What Siege could do to improve
In truth, one of the best things Rainbow Six Siege could do to improve is learn from those that came before. Sure, Siege is offering a compelling new experience in the form of chess-like strategic combat, but that doesn’t mean there aren’t a lot of tips it could have taken from other video games that do something similar — the most obvious comparison being Counter-Strike.
Counter-Strike, too, features hostage and bomb scenarios that pit terrorists against counter-terrorists. It, too, has a competitive 5 v 5 mode. In its current form, Counter-Strike: Global Offensive, or CS:GO, also has a lot to offer players in terms of variety. Plenty of maps, a handful of game modes for those maps, and the endless absurdity of community servers, which offer an overwhelming variety of gameplay experiences. The game mode variety is a lesson Ubisoft could learn from. A lot of the maps in Siege seem as if they would make fantastic team death match maps as well. As Ubisoft has promised to release new game modes in the future, it’s possible this could be something that’s in the works. However, something as simple as a team deathmatch doesn’t seem like players should have to wait long for it. Now, we’ll have to all just keep our fingers crossed for the infamous Gun Game mode.
Also, for a game that puts such a high level of importance on communications, Siege could stand to have more controls in-game for audio. It currently doesn’t allow the selection of multiple input devices in case players have more than one, so that has to be done before booting up the game. Some players have also had issues with voice chat not coming out of the right audio channel. Even players who get their mics working seem to have a lot of difficulty getting a proper volume.

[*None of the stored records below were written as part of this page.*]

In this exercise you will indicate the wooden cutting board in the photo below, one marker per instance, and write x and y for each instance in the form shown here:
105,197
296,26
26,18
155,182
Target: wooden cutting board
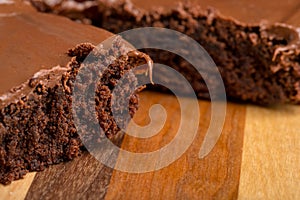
256,157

Then there’s the unbalanced team problem. In Ranked matches, abandoning penalizes the player who quits, but the team that’s down a man is really hurt. They have one less player, obviously, but that also means fewer gadgets helping counter the opposing teams tactics, and on the defensive side, that means less ability to fortify the position. Ubisoft needs to find a better way to discourage quitters, or perhaps encourage players to say, even if their team isn’t doing so hot. Further, if a player does drop, leaving that team down a man and continuing to rank the match isn’t terribly fair. The least the game could do is learn from CS:GO and give the short team an AI-controlled operator, which though useless on its own, may at least allow a dead player to come back and control the Bot.
Rainbow Six Siege offers a lot in terms of quality and its core concept. What is currently present is great. But what’s lacking actually feels lacking. Until the game gets additional maps and, more importantly, game modes, it’s not going to feel like a full $60 game. Maybe within a year, it will start to blossom.
Additional contribution from Chris Reed.